- Born: 23 May 1951 (age 74) London, England
- Area: Artist
- Awards: Inkpot Award (1988)

= John Bolton (illustrator) =

British comic book artist and illustrator (born 1951)

John Bolton (born 23 May 1951) is a British comic book artist and illustrator most known for his dense, painted style, which often verges on photorealism. He was one of the first British artists to come to work in the American comics industry, a phenomenon which took root in the late 1980s and has since become standard practice.

==Biography==
Born 23 May 1951 in London, England, Bolton's introduction to comics came about quite casually after he graduated from East Ham Technical College (whose former alumni include Gerald Scarfe, Barry Windsor-Smith and Ralph Steadman) with a degree in graphics and design.

His first works in Great Britain were for magazines like Look In (alongside other British talents such as Arthur Ranson, Angus P. Allan and Jim Baikie), The House of Hammer, and Warrior (edited by Dez Skinn).

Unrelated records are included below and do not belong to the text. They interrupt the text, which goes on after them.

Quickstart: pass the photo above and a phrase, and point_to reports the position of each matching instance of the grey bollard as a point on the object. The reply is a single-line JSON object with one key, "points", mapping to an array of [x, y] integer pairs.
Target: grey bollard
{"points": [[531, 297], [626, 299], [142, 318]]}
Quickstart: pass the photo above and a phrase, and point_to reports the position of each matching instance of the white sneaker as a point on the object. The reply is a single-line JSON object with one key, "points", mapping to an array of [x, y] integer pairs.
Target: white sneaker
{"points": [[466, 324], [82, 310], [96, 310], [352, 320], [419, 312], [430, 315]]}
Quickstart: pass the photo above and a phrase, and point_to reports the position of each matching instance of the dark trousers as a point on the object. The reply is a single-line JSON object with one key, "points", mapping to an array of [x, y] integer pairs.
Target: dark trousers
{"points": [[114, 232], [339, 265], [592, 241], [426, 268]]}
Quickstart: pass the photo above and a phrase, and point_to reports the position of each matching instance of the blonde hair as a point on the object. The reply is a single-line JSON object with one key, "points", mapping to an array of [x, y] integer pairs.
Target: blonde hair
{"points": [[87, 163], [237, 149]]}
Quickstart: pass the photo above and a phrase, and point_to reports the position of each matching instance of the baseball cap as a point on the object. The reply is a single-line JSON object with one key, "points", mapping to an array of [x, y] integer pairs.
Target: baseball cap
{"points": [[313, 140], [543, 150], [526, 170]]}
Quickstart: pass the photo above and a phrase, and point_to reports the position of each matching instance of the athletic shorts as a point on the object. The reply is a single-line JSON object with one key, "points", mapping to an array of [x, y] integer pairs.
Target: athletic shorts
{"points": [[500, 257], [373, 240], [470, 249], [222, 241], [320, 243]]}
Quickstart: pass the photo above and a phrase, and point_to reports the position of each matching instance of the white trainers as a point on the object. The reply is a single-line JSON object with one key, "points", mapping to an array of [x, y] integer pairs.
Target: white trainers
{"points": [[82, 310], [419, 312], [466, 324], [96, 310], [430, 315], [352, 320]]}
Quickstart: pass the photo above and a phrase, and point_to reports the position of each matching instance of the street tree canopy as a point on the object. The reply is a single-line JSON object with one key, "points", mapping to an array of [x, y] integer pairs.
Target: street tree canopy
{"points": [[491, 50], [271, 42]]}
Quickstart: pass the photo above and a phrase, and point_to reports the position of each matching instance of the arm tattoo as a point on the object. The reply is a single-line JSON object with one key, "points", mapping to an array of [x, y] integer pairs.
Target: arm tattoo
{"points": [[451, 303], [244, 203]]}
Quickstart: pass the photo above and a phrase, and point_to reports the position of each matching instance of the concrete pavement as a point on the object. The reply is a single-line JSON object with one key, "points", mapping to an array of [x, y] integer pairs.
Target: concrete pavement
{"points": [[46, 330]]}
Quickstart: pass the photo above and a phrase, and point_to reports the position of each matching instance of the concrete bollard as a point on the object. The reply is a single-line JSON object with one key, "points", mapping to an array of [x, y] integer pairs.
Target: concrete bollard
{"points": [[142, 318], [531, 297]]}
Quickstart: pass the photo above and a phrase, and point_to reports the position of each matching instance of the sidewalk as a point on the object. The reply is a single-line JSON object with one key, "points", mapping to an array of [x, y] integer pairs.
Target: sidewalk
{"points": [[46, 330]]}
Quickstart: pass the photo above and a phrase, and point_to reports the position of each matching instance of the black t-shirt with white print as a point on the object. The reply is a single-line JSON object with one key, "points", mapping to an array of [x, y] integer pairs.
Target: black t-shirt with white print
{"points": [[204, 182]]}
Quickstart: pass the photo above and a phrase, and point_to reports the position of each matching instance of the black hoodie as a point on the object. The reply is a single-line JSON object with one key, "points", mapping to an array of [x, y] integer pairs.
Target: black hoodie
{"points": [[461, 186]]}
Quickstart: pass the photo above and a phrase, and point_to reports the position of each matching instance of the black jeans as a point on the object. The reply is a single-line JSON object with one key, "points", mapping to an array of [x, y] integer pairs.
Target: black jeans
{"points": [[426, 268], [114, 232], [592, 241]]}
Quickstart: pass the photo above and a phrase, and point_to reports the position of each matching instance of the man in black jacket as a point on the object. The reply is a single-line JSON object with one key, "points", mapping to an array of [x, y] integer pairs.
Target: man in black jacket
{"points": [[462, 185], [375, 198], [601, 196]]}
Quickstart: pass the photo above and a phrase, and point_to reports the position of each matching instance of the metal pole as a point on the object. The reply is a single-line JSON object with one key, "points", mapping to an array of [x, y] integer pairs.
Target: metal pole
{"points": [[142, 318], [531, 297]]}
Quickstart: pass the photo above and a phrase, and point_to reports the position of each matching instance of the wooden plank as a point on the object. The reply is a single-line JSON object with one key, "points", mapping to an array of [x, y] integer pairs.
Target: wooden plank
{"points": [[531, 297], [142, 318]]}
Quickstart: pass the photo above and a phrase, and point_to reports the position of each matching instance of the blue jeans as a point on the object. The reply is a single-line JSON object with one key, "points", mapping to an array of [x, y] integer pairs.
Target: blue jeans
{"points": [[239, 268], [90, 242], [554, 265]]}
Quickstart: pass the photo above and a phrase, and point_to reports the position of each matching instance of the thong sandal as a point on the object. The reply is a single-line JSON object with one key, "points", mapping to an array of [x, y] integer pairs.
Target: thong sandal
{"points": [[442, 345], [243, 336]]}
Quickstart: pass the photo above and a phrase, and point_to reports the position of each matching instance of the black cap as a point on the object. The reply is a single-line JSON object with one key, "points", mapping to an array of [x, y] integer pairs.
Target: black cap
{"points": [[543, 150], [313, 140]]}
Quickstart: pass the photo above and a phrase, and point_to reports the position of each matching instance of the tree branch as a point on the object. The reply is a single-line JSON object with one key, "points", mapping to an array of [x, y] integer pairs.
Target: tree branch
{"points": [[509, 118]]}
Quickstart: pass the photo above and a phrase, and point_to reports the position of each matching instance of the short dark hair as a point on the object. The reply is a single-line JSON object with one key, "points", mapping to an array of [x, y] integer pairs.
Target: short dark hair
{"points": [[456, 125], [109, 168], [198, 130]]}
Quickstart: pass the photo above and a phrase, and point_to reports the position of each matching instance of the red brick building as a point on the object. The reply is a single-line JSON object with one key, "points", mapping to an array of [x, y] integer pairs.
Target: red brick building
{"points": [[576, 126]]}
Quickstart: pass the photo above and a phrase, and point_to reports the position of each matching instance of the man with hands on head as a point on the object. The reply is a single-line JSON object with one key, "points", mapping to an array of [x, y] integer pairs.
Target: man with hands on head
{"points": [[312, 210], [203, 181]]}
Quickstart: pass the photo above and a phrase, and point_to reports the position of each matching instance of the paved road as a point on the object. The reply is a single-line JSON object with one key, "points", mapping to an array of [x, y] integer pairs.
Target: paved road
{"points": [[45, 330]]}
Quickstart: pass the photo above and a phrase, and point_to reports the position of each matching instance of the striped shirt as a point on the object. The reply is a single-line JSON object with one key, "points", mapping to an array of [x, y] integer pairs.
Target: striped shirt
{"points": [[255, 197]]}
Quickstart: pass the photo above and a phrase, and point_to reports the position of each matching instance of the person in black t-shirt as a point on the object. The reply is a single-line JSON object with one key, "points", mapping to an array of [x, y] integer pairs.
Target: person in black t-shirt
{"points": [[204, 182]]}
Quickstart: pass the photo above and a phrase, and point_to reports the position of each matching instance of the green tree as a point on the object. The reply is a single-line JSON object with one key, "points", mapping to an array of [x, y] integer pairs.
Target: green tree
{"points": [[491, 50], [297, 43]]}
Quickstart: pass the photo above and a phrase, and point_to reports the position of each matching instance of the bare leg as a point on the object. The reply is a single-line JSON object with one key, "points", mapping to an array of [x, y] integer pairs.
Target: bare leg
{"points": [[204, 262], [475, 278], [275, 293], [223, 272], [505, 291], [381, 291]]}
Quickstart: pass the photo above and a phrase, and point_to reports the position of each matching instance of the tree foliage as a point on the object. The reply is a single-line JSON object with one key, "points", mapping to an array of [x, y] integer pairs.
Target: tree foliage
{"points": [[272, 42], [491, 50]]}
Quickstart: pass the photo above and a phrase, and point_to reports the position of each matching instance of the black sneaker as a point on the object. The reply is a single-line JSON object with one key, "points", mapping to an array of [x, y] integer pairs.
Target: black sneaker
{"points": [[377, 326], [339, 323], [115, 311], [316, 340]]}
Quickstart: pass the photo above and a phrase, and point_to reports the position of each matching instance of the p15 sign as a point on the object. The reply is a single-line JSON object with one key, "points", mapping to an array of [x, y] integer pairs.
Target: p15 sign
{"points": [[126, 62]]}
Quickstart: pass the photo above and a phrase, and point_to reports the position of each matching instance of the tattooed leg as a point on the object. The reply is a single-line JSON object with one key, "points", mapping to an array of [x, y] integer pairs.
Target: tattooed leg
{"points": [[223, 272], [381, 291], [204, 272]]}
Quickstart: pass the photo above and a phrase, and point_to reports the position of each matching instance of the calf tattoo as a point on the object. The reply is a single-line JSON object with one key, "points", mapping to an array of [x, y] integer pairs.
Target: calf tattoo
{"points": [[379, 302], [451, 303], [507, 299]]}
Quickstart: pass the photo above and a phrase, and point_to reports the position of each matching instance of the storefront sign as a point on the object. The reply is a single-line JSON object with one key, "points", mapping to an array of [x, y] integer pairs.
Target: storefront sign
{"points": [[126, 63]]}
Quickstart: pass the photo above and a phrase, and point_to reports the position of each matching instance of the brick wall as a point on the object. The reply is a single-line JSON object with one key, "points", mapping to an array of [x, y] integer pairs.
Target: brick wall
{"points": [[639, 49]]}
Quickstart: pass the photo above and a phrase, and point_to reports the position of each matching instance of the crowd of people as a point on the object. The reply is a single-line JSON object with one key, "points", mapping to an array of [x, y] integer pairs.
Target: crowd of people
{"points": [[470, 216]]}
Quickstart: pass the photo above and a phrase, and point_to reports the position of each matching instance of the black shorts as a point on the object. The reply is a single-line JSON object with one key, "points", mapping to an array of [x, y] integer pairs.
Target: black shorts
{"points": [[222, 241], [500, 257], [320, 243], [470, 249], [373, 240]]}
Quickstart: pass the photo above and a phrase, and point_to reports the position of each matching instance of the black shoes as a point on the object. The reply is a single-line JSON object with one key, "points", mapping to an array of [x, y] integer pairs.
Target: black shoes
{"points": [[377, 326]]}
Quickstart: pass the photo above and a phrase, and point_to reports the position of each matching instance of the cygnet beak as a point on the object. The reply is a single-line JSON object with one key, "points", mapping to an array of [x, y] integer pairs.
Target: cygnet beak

In 1981 Marvel Comics' editor Ralph Macchio noticed his work and called him to work for an adaptation of Kull of Valusia for Bizarre Adventures #26 (May 1981). After illustrating two Kull stories, Bolton began working on the historical-fantasy character Marada, written by Chris Claremont (author of X-Men). This was published in Epic Illustrated in black-and-white, and then coloured as a Marvel Graphic Novel.

After another fantasy series, Black Dragon (1985), the duo Claremont & Bolton produced some short stories about X-Men's lives for X-Men Classic. This represented the first introduction of Bolton to the world of superheroes. In this period Bolton worked on covers for Eclipse and Pacific publishers, and on the graphic novel Someplace Strange, written by Ann Nocenti (1988).

===Horror===
From 1989 Bolton devoted himself to horror, his favourite genre. Apart from a great number of covers for Dark Horse Comics and adaptations of horror movies, the main work of this period is his collaboration with writer Clive Barker including the Hellraiser comic book version.

In 1990 Bolton worked on the first issue of The Books of Magic for DC Comics, written by Neil Gaiman. The physical appearance of the protagonist, Timothy Hunter, is that of Bolton's eldest son. In other comic books he has also portrayed his wife and sons.

In 1995 Bolton painted the Man-Bat mini-series, written by Jamie Delano for DC Comics. Bolton said he accepted only because the story pivoted on a villain, instead of Batman, who he considered too winning a character.

Later Bolton worked on another Batman book, Batman/Joker: Switch. His latest works include User, written by Devin Grayson, Menz Insana, a mad trip by Christopher Fowler, and Gifts of the Night by Paul Chadwick.

== In other media ==
In 2003, author Neil Gaiman directed A Short Film About John Bolton where the painter (played by John O'Mahony) is interviewed by a reporter seeking to answer "Where do your ideas come from?" The artist is portrayed as very soft-spoken and reclusive, somewhat of a reluctant local celebrity in Crouch End, London. Bolton himself plays a guest interviewed at a gallery showing.

==Awards==
Bolton received an Inkpot Award in 1988. He won an Eisner Award for Best Painter/Digital Artist in 1996.

==Bibliography==
Comics work includes:
- Father Shandor (with Steve Moore, in House of Hammer appearing in issues #8, 16, 21, and 24 and later reprinted in Warrior #1-3
- The Spiral Path (with Steve Parkhouse, in Warrior, 1982)
- Army of Darkness (script and art with Sam Raimi and Ivan Raimi, Dark Horse Comics, three-issue mini-series, 1992–1993)
- Batman: Manbat (with Jamie Delano, three issue mini-series, DC Comics Elseworlds, 1995)
- God Save the Queen (with Mike Carey, graphic novel, 96 pages, Vertigo, June 2007, ISBN 1-4012-0303-5)
- The Evil Dead (art, with writer Mark Verheiden, four-issue mini-series, Dark Horse Comics, 2008)
- Shame (art with writer Lovern Kindzierski, trilogy, Renegade Arts Entertainment, Conception 2011, Pursuit 2013, Redemption 2015)

Bolton has illustrated cards for collectible card games like the Magic: The Gathering and Vampire: The Eternal Struggle.